“To know the road ahead, ask those coming back”
Get Out of Town…is always the best information that someone can give you when you hope to photograph the night sky unless of course you want to do some color correction in Photoshop.
This image was photographed at f-16 during a time exposure that lasted thirty minutes.
The gold cast that you see in the sky is from the ambient city lights of Fishkill, Beacon and Newburgh on the westside of the Hudson River.
Automobile lights can be fun to experiment with at night.
You can use them as a focal point as they trail off into the distance or you can use them to highlight areas of your image as in the image below.
Don’t let yourself be limited by the light source, grab anything from a flashlight to a small string of battery operated Christmas lights and experiment.
It’s a wonderful time to take advantage of the full moon nights that come with the winter months.
I must admit that it is a bit more wonderful if you’re working in the high desert of the Mojave or the lower desert floor near Joshua Tree National Park rather than New York’s six degree snow covered forest floor.
Never-the-less a time to experiment with long time exposures and maybe a small strobe to help nature’s ambient light.
A reminder that it is best to have a central subject, tree, rock, person along with your tripod, cable release and a kitchen timer works great to keep track of your exposure; small piece of plastic if standing in the snow.
Light your subject a little warmer and let the strobe feather off.
The above image is a sixteen minute exposure while popping a strobe full power on the large tree and half power each on the tree limbs and the back rock wall.
Find a good chunk of night sky and play with the star trails.
With the temperatures starting to dip heading into October throughout the country, we’re starting to see rich autumn colors throughout the northern United States.
It’s the perfect time to keep your still and video camera close to you on those drives to and from work.
Along with thinking color, think motion.
Let the wind blow and slow the shutter speed down for surprising results that have the appearance of brushing overlapping watercolor on an easel.
If you are working on your blog, website; placing images in a scrapbook; or hanging them on a wall…think of the story you want to tell.
Know your space and think of how your image might interact with one another by changing size and relationship.
Feeling stronger about one photo over another?
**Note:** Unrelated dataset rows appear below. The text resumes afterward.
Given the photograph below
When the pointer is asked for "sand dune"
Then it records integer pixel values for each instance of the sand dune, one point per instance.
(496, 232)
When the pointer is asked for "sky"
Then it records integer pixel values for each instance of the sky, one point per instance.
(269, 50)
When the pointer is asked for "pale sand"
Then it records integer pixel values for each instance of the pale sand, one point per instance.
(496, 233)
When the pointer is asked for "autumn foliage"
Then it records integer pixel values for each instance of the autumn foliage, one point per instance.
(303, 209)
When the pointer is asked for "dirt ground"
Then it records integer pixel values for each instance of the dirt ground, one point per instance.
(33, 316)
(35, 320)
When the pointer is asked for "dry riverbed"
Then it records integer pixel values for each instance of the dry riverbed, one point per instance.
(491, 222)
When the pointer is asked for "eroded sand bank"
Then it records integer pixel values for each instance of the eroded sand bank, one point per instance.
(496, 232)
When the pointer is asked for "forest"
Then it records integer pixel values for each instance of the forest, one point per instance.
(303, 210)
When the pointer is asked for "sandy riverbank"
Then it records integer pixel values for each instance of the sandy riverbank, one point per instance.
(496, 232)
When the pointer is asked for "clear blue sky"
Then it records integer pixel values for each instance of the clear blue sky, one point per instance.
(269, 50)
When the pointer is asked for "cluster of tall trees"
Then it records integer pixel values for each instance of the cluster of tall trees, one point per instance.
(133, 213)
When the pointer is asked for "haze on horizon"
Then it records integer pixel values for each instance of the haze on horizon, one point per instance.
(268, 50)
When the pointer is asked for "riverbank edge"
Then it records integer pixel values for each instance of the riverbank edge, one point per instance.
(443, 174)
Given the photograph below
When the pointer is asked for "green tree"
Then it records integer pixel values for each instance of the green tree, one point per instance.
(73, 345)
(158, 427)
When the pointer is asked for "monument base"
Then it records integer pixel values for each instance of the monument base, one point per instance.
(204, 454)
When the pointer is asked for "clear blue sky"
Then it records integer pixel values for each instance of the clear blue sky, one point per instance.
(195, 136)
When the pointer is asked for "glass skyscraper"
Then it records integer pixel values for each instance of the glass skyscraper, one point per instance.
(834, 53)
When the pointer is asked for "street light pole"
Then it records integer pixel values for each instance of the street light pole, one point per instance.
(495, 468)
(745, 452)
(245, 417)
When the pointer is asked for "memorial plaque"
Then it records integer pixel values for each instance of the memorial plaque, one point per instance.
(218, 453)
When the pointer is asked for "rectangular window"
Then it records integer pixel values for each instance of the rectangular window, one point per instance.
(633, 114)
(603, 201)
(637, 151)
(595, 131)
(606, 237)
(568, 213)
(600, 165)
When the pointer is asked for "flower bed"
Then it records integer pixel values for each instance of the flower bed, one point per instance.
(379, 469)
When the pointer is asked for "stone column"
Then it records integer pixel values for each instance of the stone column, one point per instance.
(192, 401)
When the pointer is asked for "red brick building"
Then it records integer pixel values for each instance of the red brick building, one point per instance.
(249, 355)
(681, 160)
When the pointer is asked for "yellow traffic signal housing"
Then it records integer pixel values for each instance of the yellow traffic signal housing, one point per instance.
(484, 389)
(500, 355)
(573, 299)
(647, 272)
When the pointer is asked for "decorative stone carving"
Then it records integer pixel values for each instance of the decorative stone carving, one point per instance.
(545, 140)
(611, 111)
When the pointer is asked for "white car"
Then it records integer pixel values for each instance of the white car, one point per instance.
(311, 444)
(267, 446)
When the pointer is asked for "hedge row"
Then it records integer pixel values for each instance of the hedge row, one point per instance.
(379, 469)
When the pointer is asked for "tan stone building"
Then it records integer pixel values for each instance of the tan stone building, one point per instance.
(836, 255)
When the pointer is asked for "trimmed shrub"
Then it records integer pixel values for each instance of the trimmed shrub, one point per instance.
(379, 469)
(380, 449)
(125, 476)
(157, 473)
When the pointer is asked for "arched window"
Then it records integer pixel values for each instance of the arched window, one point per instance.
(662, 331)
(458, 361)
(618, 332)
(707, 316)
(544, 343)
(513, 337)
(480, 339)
You may want to make that your dominant image and give it more space. Remember that nothing “carries the same weight” which means that elements in one photograph will be more visual pleasing than another.
Stay away from images that are redundant. Keep things different when possible and think about “movement” in a photograph. Some pictures may have subjects that offer physical movement from left to right or up and down. Use that movement to place your next image.
It’s also a great time of year to haul out that never used tripod. With the harvest moon coming into the picture later this month, it’s a good time to grab a coat and play with some time exposure.
Remember to break the rules when ever possible.